Volkswagen intends to commission an independent audit of its factory in Xinjiang, as discussions with its Chinese joint venture partner have turned “fruitful” following persistent complaints by investors and human rights organisations.
Chief executive Oliver Blume on Wednesday said that the German carmaker would commission an external audit into working conditions at the 240 employee-strong plant “as soon as possible”.
“Our aim is to be as quick as possible, and show that everything is right over there,” he said. Blume’s comments came after a non-profit organisation on Tuesday accused VW of being linked to forced labour in Xinjiang in a formal complaint filed with German regulators.
Criticism of the plant, which is run by VW’s Chinese joint venture partner SAIC, has grown recently. Human rights protesters stormed the carmaker’s annual general meeting last month, while investors demanded an independent audit.
VW’s decision to push its state-owned partner on the Xinjiang plant is a risky move. Chinese consumers have in the past boycotted brands that do not publicly accept Beijing’s rejection of claims that it is carrying out human rights abuses in the region, including alleged mass interment in detention camps and forced labour.
It will also be difficult for VW to find an independent auditor that can survey the plant in Xinjiang’s capital Urumqi, as China has recently cracked down on consultancy and auditing firms, under the rubric of national security.

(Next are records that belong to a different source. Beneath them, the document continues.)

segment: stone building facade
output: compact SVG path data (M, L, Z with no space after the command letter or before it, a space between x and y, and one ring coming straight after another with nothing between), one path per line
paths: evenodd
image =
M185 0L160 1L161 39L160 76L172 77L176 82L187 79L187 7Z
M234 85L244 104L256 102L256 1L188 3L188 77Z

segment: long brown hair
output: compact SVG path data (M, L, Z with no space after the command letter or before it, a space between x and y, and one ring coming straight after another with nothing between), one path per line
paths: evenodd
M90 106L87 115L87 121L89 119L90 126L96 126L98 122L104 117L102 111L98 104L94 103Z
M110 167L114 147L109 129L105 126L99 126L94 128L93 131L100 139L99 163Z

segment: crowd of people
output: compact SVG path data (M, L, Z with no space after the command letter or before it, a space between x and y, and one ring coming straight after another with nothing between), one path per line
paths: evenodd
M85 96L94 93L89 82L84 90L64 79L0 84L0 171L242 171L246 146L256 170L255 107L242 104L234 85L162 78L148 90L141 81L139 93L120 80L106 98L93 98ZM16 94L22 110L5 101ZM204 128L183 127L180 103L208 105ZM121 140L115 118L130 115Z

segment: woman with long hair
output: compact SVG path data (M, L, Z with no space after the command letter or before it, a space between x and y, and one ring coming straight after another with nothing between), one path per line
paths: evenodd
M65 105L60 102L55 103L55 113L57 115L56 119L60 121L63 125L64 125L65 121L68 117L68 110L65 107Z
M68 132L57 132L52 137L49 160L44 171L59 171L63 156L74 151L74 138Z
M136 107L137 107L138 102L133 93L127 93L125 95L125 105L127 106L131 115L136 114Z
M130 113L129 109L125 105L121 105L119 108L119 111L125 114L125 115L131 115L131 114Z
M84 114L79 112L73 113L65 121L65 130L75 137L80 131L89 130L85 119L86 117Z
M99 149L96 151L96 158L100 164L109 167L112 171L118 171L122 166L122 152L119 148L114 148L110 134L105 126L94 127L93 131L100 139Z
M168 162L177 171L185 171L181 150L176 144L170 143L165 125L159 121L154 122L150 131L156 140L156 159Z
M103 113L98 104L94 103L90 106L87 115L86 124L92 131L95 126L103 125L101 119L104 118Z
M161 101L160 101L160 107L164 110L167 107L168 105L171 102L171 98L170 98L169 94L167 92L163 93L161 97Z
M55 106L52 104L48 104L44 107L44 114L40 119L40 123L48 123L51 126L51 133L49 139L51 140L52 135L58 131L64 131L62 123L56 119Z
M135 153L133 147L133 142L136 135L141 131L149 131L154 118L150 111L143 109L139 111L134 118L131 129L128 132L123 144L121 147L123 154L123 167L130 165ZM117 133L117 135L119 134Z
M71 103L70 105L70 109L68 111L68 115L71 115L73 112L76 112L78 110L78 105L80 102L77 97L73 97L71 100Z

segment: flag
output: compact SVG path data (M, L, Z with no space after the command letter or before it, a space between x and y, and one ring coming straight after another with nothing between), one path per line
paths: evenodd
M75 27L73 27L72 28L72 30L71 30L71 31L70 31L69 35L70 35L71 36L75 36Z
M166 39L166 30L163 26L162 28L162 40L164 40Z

In March, US due diligence firm Mintz was raided — partly as a result of its work in Xinjiang. Chinese state media have also recently reported how security services punished a Chinese citizen for working with a foreign NGO conducting an audit related to human rights in Xinjiang.

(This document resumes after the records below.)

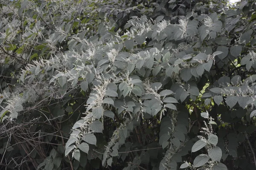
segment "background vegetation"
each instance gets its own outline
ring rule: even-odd
[[[256,1],[0,2],[0,169],[256,169]]]

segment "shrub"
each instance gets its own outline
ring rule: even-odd
[[[256,5],[227,4],[1,2],[0,164],[255,169]]]

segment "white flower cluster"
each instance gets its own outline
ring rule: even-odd
[[[170,24],[170,23],[169,21],[167,21],[166,20],[163,20],[163,21],[157,23],[157,26],[159,28],[157,29],[157,32],[158,33],[160,33]]]
[[[188,20],[186,19],[182,20],[180,19],[180,20],[179,20],[179,25],[181,27],[181,28],[180,28],[180,30],[182,31],[181,38],[186,37],[186,36],[187,26],[188,21]]]
[[[253,51],[249,51],[250,56],[251,56],[251,59],[253,62],[253,64],[254,63],[255,60],[256,60],[256,53]]]
[[[209,16],[207,16],[204,20],[204,24],[208,28],[210,28],[212,26],[213,22],[212,19]]]
[[[118,51],[115,48],[113,48],[110,50],[110,52],[106,53],[108,60],[111,63],[113,63],[115,62],[116,57],[118,55]]]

VW is currently fighting for its leading market position in China, where it makes nearly half of its profits after having entered over four decades ago, helping to build up the country’s car industry from scratch.
The company’s chief financial officer Arno Antlitz on Wednesday said the company had slightly reduced its targets on electric vehicles sales in China over the next two years in a bid to protect margins, which are boosted by sales of combustion engine cars.
Ahead of its capital markets day on Wednesday, the company announced a new “value over volume” strategy under which it would give its various brands, which includes Audi and Porsche, more independence in a bid to boost margins during the challenging transition to electric vehicles.
Earlier this year, Volkswagen’s China head Ralf Brandstätter announced that its Xinjiang plant was no longer producing cars and that there were no plans to resume production; instead, it quality checks cars for sale in the region.